The defendant in support of its demand for a jury trial depends primarily on the cases of Beacon Theatres v. Westover, 359 U.S. 500, 79 S.Ct. 948, 3 L.Ed.2d 988, decided in 1959, and the ease of Dairy Queen, Inc. v. Wood, 369 U.S. 469, 82 S.Ct. 894, 8 L.Ed.2d 44, decided in 1962. Neither of these cases involve Section 17 actions and generally announce the principle that only under the most imperative circumstances can the right to a jury trial of legal issues be lost through the prior determination of equitable claims; that any legal issues for which a trial by jury is timely and properly demanded be submitted to a jury. The defendant points to no Circuit Court or District Court case holding that a trial by jury is available as a matter of right in a section 17 proceeding. It is significant that the United States Supreme Court denied certiorari in 1966 in Sullivan v. Wirtz, supra, in the face of Beacon Theatres v. Westover, supra, and Dairy Queen, Inc., v. Wood, supra, which had previously been decided in non-Section 17 cases.
The Court has examined the two Fifth Circuit cases and believes them to be sound. In these circumstances, the Court will follow the only Circuit pronouncement regarding this problem and sustain the plaintiff’s motion to strike the jury demand herein.
. These two cases are Wirtz v. Jones, 340 F.2d 901 decided in 1965, and Sullivan v. Wirtz, 359 F.2d 426, decided in 1966, cert. denied, 385 U.S. 852, 87 S.Ct. 94, 17 L.Ed.2d 80.
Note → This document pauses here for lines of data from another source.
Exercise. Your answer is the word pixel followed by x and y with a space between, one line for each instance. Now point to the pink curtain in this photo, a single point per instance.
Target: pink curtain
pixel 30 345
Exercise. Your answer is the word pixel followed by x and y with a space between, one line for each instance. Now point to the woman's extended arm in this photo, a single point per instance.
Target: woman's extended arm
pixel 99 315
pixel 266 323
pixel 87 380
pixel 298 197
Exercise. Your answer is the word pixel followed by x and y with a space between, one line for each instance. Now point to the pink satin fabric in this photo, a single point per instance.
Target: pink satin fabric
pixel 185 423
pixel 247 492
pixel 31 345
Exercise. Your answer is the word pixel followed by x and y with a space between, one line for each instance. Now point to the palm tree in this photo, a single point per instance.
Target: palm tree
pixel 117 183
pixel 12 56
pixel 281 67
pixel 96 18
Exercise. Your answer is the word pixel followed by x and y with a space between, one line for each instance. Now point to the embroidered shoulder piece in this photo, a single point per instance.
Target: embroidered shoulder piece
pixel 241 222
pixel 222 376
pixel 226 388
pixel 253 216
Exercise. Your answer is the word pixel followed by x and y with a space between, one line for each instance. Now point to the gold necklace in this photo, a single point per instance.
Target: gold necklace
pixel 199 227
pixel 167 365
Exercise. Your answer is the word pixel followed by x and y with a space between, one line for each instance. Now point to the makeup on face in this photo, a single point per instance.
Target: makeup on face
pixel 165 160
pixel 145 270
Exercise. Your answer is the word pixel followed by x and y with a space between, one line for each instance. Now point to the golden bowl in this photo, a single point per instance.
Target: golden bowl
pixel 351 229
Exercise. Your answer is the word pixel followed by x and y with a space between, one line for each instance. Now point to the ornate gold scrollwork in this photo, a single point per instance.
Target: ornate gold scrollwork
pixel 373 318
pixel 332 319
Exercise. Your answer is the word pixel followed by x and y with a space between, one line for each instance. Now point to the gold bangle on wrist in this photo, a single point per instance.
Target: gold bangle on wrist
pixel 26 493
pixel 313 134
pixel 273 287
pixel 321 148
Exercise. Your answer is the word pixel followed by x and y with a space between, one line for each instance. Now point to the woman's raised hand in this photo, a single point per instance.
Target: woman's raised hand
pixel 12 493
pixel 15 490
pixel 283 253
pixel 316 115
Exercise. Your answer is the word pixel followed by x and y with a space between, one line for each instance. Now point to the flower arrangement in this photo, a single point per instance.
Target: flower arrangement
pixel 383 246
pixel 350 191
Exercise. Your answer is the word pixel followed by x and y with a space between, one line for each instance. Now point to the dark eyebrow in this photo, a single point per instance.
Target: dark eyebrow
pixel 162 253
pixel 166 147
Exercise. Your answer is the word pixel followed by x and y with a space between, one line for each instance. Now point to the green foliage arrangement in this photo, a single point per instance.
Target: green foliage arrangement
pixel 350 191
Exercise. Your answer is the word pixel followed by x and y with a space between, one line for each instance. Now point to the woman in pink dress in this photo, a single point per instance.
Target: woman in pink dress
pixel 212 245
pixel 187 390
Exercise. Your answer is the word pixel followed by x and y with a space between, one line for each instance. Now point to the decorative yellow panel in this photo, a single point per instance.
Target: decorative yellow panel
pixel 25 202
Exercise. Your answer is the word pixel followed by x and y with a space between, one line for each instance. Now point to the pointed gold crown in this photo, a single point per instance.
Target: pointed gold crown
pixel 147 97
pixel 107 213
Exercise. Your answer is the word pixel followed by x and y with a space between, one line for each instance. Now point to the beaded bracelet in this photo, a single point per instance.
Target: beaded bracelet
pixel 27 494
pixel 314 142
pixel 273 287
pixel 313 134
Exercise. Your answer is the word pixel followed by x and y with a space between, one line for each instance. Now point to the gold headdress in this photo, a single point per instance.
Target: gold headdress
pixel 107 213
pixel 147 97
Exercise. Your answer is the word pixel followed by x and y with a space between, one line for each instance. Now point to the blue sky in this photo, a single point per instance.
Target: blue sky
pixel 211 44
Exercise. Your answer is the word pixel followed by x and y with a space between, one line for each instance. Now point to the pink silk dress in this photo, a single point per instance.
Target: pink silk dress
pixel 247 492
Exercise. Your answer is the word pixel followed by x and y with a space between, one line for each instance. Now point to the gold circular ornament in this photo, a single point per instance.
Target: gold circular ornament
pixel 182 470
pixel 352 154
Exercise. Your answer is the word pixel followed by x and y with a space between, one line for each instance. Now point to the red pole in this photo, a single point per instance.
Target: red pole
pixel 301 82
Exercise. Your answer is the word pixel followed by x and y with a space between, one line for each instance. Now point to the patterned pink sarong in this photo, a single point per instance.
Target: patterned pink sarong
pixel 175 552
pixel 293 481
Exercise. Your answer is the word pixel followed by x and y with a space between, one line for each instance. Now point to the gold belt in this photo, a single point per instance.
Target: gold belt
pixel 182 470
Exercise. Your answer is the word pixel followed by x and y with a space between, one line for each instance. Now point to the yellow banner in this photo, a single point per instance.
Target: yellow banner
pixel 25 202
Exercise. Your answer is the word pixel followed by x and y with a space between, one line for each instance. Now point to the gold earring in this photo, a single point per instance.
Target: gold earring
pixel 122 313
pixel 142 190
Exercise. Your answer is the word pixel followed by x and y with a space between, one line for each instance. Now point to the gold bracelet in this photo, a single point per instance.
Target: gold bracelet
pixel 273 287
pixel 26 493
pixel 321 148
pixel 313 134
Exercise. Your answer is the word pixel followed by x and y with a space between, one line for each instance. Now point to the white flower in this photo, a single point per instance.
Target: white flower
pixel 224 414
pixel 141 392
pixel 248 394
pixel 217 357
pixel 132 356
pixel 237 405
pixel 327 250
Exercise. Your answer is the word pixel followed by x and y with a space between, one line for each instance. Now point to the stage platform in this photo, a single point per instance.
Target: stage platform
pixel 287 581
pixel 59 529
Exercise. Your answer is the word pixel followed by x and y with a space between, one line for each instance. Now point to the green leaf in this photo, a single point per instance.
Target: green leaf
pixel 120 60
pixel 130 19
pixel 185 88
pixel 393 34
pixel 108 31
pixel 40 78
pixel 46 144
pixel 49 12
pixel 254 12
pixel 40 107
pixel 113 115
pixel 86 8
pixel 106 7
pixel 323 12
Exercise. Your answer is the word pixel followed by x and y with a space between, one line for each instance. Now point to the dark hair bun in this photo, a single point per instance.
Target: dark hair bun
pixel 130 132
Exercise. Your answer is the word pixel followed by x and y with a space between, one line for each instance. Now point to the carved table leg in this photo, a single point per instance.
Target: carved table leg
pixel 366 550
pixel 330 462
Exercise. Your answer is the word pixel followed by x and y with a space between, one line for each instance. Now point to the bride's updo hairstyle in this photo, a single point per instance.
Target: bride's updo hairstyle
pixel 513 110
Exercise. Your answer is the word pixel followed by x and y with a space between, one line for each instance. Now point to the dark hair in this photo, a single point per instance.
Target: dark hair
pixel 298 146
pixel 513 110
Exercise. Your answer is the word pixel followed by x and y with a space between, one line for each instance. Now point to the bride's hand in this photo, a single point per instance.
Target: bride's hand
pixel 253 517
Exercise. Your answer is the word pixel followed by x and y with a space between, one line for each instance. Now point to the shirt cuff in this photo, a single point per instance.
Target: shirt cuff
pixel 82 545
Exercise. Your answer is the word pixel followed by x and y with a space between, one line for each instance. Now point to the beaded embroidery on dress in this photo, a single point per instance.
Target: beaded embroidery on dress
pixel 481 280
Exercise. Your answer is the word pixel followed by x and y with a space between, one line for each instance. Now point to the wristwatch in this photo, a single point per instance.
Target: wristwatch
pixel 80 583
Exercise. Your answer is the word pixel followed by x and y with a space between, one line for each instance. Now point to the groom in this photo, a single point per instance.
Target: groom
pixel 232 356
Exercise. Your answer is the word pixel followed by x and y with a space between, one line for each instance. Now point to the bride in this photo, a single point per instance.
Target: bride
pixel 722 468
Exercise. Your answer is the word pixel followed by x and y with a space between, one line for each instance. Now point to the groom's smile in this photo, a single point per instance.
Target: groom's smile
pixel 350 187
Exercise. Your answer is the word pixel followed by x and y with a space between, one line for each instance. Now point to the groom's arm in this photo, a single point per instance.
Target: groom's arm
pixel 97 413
. Wirtz v. Alapaha Yellow Pine Products Co., Inc., (MD Ga.1963), 217 F.Supp. 465; Goldberg v. Thompson, (SD Cal.1962) 47 Labor Cases, 31,410; Wirtz v. Turner, (ND Ga.1963) 227 F.Supp. 395; Wirtz v. Norton (ND Ga.1963) 34 F.R.D. 535; Wirtz v. Robert E. Bob Adair, Inc. (WD Ark.1963), 224 F.Supp. 750; Wirtz v. Gregg, Gibson & Gregg, (MD Fla.1964), 49 Labor Cases, 31556; Goldberg v. Wimpy Co., (SD Fla.1962), 46 Labor Cases, 31344; Wirtz v. Moorehead, (WD S.C.1964), 49 Labor Cases, 31555; Wirtz v. Robinson & Stephens, Inc., (ND Fla.1964), 49 Labor Cases, 31,-587; Wirtz v. Mount (MD Ala.1964), 50 Labor Cases, 31,629; Wirtz v. Active City Wide Service Co., (ND Ill.1964), 230 F.Supp. 666; Wirtz v. Tinker’s Bigg & Littel Stores (ND Cal.1964), 50 Labor Cases, 31,622; Wirtz v. Wheaton Glass Co., (DC N.J.1966), 253 F.Supp. 93; Wirtz v. Alfred J. Riccio d/b/a York Industrial Tool & Engineering (DC MD Pa.1967), 264 F.Supp. 134; Wirtz v. Martin, (DC MD Pa.1967), 54 Labor Cases, 31,883.